Norconex / jef

Job Execution Framework.
Apache License 2.0
4 stars 5 forks source link

job status file is not a properties file #8

Closed danizen closed 6 years ago

danizen commented 6 years ago

So, my decision to write an orchestration layer in python, using Spotify's luigi has the unfortunate side effect that I must teach Python how to read property files and jef status files.

I solved the problem already of locking the file for reading in a way compatible with RandomAccessFile, but now I've noticed that the status files are not actually Java properties files in format.

FileJobStatusStore calls writeUTF, and so rather than writing in latin1, the jef status file is not a valid java properties file, but something else.

Wikipedia suggests that a Java properties file will be in ISO-8859-1 aka latin-1, and UTF, whether standard or Java modified, doesn't seem to fit that.

Since it seems unlikely that non-Latin1 characters are needed for this simple job monitoring format, maybe a change can be made to read and write in ISO-8859-1. This is not an emergency - I will remove the BOM bytes from the stream before invoking my code to parse property files.

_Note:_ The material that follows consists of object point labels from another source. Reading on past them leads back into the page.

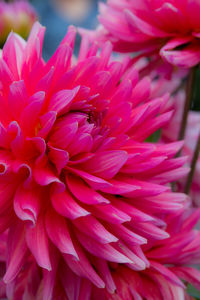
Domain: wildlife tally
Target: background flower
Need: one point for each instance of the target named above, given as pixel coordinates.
(18, 16)
(171, 27)
(80, 186)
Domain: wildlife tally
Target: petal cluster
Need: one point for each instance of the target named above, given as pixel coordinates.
(19, 16)
(169, 26)
(81, 189)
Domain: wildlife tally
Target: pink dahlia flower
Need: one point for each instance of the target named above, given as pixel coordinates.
(169, 26)
(170, 269)
(170, 133)
(18, 16)
(80, 187)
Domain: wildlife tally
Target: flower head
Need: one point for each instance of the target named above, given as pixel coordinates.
(18, 16)
(171, 27)
(80, 186)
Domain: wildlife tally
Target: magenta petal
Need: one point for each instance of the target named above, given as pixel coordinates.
(59, 157)
(83, 267)
(92, 227)
(37, 242)
(17, 251)
(167, 273)
(186, 58)
(83, 192)
(27, 204)
(65, 205)
(105, 251)
(58, 232)
(107, 164)
(61, 101)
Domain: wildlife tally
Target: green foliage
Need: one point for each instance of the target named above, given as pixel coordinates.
(192, 291)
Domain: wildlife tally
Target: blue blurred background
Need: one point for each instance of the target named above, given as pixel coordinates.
(57, 15)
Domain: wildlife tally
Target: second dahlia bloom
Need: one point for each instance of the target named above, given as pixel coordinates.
(169, 26)
(18, 16)
(80, 187)
(170, 133)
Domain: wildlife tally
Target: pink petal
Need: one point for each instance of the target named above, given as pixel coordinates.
(37, 242)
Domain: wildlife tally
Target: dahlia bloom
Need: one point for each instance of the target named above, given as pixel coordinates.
(170, 133)
(18, 16)
(170, 269)
(171, 27)
(80, 187)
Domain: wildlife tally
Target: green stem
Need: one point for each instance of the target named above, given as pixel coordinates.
(193, 165)
(188, 101)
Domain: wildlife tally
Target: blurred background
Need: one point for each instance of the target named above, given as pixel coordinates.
(57, 15)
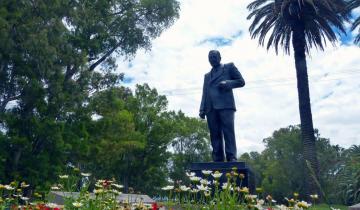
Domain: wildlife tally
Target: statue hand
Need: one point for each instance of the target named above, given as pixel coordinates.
(202, 115)
(224, 85)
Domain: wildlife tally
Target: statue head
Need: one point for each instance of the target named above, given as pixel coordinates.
(214, 58)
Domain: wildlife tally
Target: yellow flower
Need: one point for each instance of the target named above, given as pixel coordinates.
(98, 191)
(216, 174)
(63, 176)
(24, 185)
(244, 190)
(86, 174)
(77, 204)
(314, 197)
(38, 195)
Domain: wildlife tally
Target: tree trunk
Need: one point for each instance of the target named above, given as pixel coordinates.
(307, 129)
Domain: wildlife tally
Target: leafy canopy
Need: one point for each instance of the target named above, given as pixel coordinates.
(320, 20)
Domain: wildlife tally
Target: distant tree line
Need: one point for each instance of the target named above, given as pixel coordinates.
(280, 170)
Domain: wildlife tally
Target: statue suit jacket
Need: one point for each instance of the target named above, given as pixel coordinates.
(220, 98)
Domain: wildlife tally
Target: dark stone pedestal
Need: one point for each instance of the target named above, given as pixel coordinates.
(355, 207)
(226, 167)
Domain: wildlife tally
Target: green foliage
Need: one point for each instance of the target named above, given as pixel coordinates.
(53, 58)
(348, 176)
(318, 19)
(280, 169)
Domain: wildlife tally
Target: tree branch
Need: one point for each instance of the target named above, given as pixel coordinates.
(94, 65)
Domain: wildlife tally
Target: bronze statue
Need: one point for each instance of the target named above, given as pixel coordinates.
(218, 105)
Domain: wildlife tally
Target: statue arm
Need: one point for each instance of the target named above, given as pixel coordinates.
(236, 78)
(202, 104)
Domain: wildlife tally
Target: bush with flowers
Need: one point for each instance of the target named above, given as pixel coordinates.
(77, 195)
(209, 193)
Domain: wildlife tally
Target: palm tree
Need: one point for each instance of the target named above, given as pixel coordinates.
(304, 24)
(352, 5)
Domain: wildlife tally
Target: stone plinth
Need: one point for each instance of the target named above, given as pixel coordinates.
(355, 207)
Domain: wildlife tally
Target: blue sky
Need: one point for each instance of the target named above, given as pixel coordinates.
(178, 60)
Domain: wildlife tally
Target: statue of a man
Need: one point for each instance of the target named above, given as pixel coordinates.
(218, 105)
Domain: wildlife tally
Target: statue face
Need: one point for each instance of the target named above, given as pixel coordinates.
(214, 58)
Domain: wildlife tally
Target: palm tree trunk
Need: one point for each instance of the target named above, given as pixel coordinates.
(307, 129)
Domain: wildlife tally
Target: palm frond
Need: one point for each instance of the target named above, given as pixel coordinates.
(353, 4)
(276, 19)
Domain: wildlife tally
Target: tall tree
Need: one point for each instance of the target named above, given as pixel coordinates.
(304, 24)
(53, 56)
(353, 4)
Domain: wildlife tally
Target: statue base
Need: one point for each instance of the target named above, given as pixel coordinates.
(226, 167)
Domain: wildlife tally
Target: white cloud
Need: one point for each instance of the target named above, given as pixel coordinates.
(177, 63)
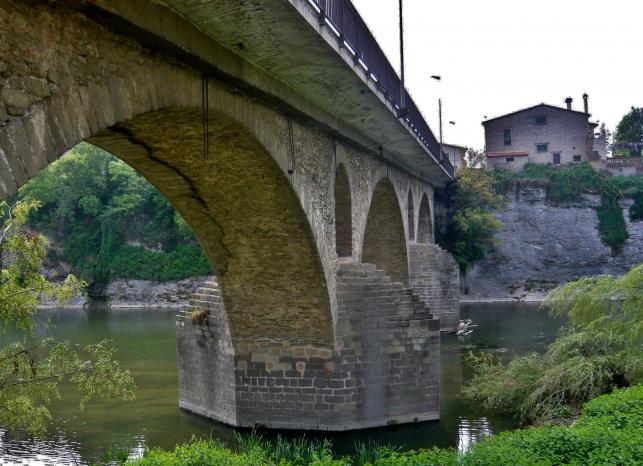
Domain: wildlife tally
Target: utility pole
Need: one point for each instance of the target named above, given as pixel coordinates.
(440, 112)
(402, 111)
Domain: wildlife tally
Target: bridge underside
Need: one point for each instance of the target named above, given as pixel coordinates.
(329, 293)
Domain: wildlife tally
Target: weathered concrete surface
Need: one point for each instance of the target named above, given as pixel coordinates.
(542, 245)
(281, 49)
(262, 203)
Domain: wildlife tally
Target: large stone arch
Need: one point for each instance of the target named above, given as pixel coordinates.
(343, 213)
(384, 238)
(75, 80)
(425, 221)
(245, 214)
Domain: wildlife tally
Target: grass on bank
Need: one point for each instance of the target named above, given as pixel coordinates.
(610, 431)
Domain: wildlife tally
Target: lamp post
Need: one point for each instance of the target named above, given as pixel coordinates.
(438, 78)
(402, 111)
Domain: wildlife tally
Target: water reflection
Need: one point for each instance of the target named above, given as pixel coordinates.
(146, 343)
(470, 431)
(53, 451)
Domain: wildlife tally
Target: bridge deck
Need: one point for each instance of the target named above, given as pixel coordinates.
(308, 53)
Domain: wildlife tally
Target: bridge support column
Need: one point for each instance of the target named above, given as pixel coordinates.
(435, 277)
(384, 369)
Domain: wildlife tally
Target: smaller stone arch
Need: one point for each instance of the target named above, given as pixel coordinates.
(384, 238)
(410, 208)
(343, 213)
(425, 221)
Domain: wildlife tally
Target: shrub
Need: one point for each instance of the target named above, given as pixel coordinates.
(611, 223)
(636, 209)
(470, 223)
(608, 432)
(601, 350)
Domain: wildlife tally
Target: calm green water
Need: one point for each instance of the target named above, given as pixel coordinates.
(146, 343)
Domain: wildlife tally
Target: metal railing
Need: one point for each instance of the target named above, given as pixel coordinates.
(352, 33)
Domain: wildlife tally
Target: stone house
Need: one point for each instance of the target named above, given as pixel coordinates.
(540, 134)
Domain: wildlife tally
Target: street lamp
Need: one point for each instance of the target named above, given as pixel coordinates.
(402, 111)
(438, 78)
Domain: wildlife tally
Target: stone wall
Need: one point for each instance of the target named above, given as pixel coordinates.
(565, 132)
(542, 245)
(384, 369)
(435, 277)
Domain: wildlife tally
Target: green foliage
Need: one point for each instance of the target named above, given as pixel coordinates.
(608, 432)
(611, 223)
(111, 222)
(568, 183)
(636, 209)
(602, 349)
(595, 439)
(473, 231)
(470, 223)
(31, 369)
(563, 183)
(630, 128)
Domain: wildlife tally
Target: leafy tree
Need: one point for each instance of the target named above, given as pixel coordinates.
(470, 222)
(31, 369)
(110, 221)
(630, 128)
(601, 349)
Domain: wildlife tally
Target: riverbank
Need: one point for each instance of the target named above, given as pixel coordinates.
(608, 432)
(140, 294)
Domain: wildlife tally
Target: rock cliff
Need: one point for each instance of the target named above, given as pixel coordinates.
(542, 245)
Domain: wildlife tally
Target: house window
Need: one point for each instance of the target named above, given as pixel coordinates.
(540, 120)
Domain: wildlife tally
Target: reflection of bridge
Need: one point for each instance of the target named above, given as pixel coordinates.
(273, 129)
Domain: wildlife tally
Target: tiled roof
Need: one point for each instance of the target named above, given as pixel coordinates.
(536, 106)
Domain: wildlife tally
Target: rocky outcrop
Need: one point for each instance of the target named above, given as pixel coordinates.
(542, 245)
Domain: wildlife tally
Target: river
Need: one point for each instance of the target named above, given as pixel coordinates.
(146, 342)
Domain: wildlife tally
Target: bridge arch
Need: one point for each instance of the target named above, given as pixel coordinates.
(425, 221)
(343, 213)
(384, 237)
(237, 198)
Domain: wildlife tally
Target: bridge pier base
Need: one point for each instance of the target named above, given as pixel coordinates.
(383, 370)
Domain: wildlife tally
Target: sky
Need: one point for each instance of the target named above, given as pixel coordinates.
(498, 56)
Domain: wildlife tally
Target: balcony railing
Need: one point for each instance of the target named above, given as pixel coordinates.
(352, 33)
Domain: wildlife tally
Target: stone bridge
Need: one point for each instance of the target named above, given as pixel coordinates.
(308, 184)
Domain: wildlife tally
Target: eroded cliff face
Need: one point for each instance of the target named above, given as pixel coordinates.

essiembre commented 6 years ago

You are right, those are not standard Java properties files. This will remain UTF-8 as we attempt whenever possible to have every file produced by JEF or other Norconex libraries to be UTF-8 by default. It uses this Properties implementation, which handles UTF-8 and supports multi-values properties, something the standard Java Properties does not do natively.

You could look at implementing your own IJobStatusStore to store progress differently, but I would probably just stick to your current solution.